Comme il y a eu un « iPhone moment » en 2007 lorsque Steve Jobs, le fondateur d'Apple, prononça cette formule restée dans toutes les mémoires (« ceci est une révolution »), le monde est en train de vivre son « chatGPT moment ». Sauf que cette fois, c'est différent : « ceci » est une « révolution anthropologique », de nature à changer ce qui fait de nous des êtres humains, menacés de voir une machine devenir meilleure que nous-même. C'est proprement vertigineux et on comprend mieux les appels au moratoire lancés au départ.
En un an, 180 millions de personnes se sont mises à utiliser régulièrement ChatGPT. Et la bataille mondiale pour dominer cette nouvelle technologie fait rage, à coup de milliards. Des milliers de nouvelles applications ont déjà vu le jour, dont Midjourney, qui nous permis de générer la plupart des images de ce supplément (dont votre serviteur en « chatGPTman » ne représente qu'un modeste exemple.
L'objectif est simple : remplacer le cerveau humain dans des tâches qui auparavant lui étaient dévolues. La banque Goldman Sachs a évoqué la possible disparition de 300 millions d'emplois dans le monde. Elle est sans doute loin du compte. Pour la première fois dans l'histoire, une « révolution industrielle » va impacter les « cols blancs », qui se pensaient jusqu'ici plus épargnés que les « cols bleus » par la robotisation.
On assiste déjà aux premières grèves « corporatistes » : les scénaristes d'Hollywood ont commencé au printemps, obtenant des garanties. Ils ont été suivis par les acteurs et ce sera sans doute demain au tour des journalistes, des photographes, des avocats ou des comptables... En réalité, tous les métiers créatifs sont concernés.

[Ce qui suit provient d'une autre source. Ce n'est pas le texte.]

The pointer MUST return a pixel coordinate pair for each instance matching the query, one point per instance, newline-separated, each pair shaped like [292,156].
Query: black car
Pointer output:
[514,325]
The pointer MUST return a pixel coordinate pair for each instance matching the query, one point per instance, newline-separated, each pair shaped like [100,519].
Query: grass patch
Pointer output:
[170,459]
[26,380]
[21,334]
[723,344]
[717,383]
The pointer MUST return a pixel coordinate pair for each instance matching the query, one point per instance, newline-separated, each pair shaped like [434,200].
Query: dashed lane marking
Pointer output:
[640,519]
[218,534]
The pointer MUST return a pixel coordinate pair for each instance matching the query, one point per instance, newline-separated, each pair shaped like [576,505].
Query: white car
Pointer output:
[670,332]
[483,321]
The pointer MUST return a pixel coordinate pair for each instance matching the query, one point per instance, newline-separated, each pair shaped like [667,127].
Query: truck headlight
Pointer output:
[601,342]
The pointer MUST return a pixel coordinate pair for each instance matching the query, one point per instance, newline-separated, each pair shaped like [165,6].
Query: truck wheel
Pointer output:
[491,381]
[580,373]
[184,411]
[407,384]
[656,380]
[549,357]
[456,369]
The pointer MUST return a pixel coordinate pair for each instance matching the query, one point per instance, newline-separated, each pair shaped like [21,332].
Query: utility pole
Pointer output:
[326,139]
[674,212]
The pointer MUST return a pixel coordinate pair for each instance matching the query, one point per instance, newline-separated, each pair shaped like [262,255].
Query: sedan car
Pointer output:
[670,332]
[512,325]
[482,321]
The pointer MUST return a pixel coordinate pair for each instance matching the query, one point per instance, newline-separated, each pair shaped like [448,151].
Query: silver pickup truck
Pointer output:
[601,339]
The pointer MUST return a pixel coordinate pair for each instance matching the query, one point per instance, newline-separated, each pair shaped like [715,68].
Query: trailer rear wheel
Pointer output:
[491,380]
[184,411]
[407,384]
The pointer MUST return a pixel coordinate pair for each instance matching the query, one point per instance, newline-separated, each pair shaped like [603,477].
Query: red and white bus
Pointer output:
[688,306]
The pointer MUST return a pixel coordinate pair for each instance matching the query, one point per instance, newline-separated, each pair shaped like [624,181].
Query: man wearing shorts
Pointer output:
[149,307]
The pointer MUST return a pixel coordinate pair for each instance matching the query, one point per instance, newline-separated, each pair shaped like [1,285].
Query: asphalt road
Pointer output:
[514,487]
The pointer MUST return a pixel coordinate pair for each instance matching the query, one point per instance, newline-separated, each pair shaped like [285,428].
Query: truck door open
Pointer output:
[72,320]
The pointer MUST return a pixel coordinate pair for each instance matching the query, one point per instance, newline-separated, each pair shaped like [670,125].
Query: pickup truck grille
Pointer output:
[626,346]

Et il ne faut pas se faire d'illusion : le système capitaliste ira chercher tout le potentiel de hausse de la productivité que rendra possible ces technologies.
Que faire ? Résister au progrès ? Ce n'est pas la méthode la plus sûre, sauf à connaître le sort des maréchaux-ferrants ! Une meilleure option est d'apprendre à devenir meilleurs avec l'IA, d'entrer résolument dans ce nouvel âge hybride. C'est un défi majeur pour l'école et pour les entreprises qui ont la responsabilité de ne pas laisser leurs salariés devenir obsolètes.
En retard, la France doit donc prendre le taureau par les cornes. Notre pays, qui forme et exporte à l'étranger les meilleurs mathématiciens de ses grandes écoles, a tous les atouts pour devenir l'un des leaders de l'IA, à condition de conserver et de motiver ses talents. A condition aussi que la régulation, certes nécessaire compte tenu des enjeux éthiques et moraux que soulève l'IA, ne tue pas l'innovation avant qu'elle ne puisse naître. La classe politique doit donc elle-aussi se mettre à jour. Et rapidement. Tout retard sera funeste.
Une chose est sûre, ce n'est que le début des aventures tumultueuses de l'intelligence artificielle générative. Et l'ironie de l'histoire veut que cet anniversaire coïncide avec l'annonce ce vendredi du licenciement du fondateur d'OpenAI, Sam Altman, par le conseil d'administration de son entreprise. Voir le gourou de ChatGPT, l'homme qui a passé l'année à entretenir le mythe de l'IA générale, qui pourrait renverser l'ordre du monde voire provoquer la fin du monde, se faire lui-même virer par des humains ne manque pas de piquant... Même si, dans un scénario digne de la série de fiction Silicon Valley, le fondateur d'OpenAI a fini par revenir à la tête de son entreprise, menacée d'une démission en masse de ses principaux cadres. Une histoire rocambolesque qui illustre à merveille le conflit entre la science et le business qui agite le monde de l'IA.